A vehicle for venting on philosophy, religion, and the general state of things. Proprietor: C. W. Powell

Thursday, December 20, 2012

Avoiding the Cross: Be Nice.

Isaiah 3:10 "Say ye to the righteous, that it shall be well with him: for they shall eat
the fruit of their doings. Woe unto the wicked! it shall be ill with him: for the reward
of his hands shall be given him."

Isaiah must avoid two snares: Demoralizing the righteous and enabling the wicked.
He is to comfort the one and discomfort the other.

Hence, Isaiah has to know which are which. It will be well with righteous people;
it will not be well with wicked people, because God is in heaven and He knows the
difference between them and He knows their destiny. So should the minister know,
but his knowledge is not specific as is God's, but general. He knows the marks of
ungodliness, but cannot know an individual's final state. God does, of course.

The minister speaks in general as to the condition of the righteous and ungodly;
the Holy Spirit takes the Scripture and make it specific to the conscience.

Ministers, to avoid the cross, often sooth those who should not be soothed and
make sad those whom they ought not to make sad. Sometimes it is in ignorance,
but the effect is the same. It is a great responsibility to preach the gospel of Christ,
for the minister does not have his own message; he is bound to the Scriptures.

Ezekiel said of the false prophets of his day, Eze 13:22, 23 "Because with lies ye have
made the heart of the righteous sad, whom I have not made sad; and strengthened
the hands of the wicked, that he should not return from his wicked way, by promising
him life: Therefore ye shall see no more vanity, nor divine divinations: for I will
deliver my people out of your hand: and ye shall know that I am the LORD."

Paul said to Timothy: "Preach the word; be instant in season, out of season; reprove,
rebuke, exhort with all longsuffering and doctrine." --2 Tim. 4:2.

Philippians 3:18, 19  "For many walk, of whom I have told you often, and now tell
you even weeping, that they are the enemies of the cross of Christ: Whose end is
destruction, whose God is their belly, and whose glory is in their shame, who mind
earthly things."

Tuesday, December 18, 2012

Moth, Rot, Lion, Bear

The major theme of the Word of the Lord that came to Hosea for Israel was
God's condemnation of their syncretism.  Israel was compared to Hosea's
unfaithful wife and Israel's idols to the lovers of the unfaithful wives.
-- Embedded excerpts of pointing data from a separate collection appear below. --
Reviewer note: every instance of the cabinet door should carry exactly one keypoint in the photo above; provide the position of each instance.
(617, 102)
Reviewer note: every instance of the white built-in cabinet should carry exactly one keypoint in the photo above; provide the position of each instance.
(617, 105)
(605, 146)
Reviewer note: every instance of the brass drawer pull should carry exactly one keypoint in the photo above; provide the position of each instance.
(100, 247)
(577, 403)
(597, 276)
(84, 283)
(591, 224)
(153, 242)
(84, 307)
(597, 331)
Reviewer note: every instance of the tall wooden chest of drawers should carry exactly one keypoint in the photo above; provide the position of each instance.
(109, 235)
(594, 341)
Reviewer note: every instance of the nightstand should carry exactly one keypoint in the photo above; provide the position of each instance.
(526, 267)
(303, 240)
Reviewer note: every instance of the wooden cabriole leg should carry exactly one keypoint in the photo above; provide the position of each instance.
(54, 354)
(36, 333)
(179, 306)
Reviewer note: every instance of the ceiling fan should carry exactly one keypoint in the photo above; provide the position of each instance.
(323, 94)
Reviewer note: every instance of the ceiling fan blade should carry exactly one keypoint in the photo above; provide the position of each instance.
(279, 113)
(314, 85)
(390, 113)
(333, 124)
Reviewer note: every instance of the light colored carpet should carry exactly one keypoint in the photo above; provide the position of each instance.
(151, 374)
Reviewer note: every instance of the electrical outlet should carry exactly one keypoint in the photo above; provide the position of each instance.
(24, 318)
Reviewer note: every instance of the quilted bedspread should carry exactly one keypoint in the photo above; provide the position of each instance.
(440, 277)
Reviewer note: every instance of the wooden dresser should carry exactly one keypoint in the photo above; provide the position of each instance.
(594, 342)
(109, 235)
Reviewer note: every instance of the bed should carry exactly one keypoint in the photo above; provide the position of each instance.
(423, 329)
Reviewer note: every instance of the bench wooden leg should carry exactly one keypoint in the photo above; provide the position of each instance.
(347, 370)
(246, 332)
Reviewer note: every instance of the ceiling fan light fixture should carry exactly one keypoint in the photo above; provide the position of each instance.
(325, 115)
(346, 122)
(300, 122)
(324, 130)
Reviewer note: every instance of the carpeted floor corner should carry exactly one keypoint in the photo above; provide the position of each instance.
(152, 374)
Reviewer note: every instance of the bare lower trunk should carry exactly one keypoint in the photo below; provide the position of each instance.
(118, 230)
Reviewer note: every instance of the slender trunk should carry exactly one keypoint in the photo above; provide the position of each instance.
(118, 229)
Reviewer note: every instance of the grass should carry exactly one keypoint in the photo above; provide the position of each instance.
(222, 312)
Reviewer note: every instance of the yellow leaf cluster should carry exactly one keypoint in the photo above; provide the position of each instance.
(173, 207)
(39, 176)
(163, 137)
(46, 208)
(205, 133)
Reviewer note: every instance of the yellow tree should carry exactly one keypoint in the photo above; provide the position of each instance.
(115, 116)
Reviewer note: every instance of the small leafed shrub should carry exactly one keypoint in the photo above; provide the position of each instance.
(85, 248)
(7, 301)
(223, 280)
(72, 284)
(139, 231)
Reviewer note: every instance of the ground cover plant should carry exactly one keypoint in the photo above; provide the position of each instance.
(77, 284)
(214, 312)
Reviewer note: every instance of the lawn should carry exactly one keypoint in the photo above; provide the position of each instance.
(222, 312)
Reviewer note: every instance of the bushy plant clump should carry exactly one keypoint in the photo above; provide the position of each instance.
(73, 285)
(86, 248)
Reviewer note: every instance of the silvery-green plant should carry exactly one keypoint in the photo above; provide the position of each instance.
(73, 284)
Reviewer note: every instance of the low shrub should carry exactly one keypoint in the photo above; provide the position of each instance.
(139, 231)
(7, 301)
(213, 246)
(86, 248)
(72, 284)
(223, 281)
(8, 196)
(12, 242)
Israel took
God's corn, oil, wine, gold, and silver and offered it to Baal.  [Hos. 2:8]. Of
course, the devil has no corn and wine or anything else, for everything belongs
to God. God's people are to seek them from none other but God the Creator,
the God of the Bible and Father of the Lord Jesus Christ.

God is compared to a jealous husband, but that is not the only comparison.
He also compares Himself to other things.

MOTH AND MOLD: Hos. 5:12  "Therefore will I be unto Ephraim as a
moth, and to the house of Judah as rottenness."  Their nation would rot away
and waste as a garment eaten with moths, because God would take away His
protection from them and evil forces would consume them

LION: Hos. 5:14:  "For I will be unto Ephraim as a lion, and as a young lion
to the house of Judah: I, even I, will tear and go away; I will take away, and
none shall rescue him." God's protection would be removed so that the fierce
nations around them would rip and tear away huge chunks of their possession
and there would be nobody to help them.

BEAR,  Ho 13:8 I will meet them as a bear that is bereaved of her whelps, and
will rend the caul of their heart, and there will I devour them like a lion: the wild
beast shall tear them.

Hos 6:5, 6: "Therefore have I hewed them by the prophets; I have slain them by
the words of my mouth: and thy judgments are as the light that goeth forth. For I
desired mercy, and not sacrifice; and the knowledge of God more than burnt
offerings. But they like men have transgressed the covenant: there have they
dealt treacherously against me."

They behaved exactly like Adam, our first father, who rebelled against his Creator,
though to seize the inheritance for himself, and involved us all in his ruin. They
refused to repent but thought they could fine a savior other than God, so they
went looking for other lovers, for they would not have God to rule over them.

If God nothing but sweetness and light, why did Jesus weep over Jerusalem?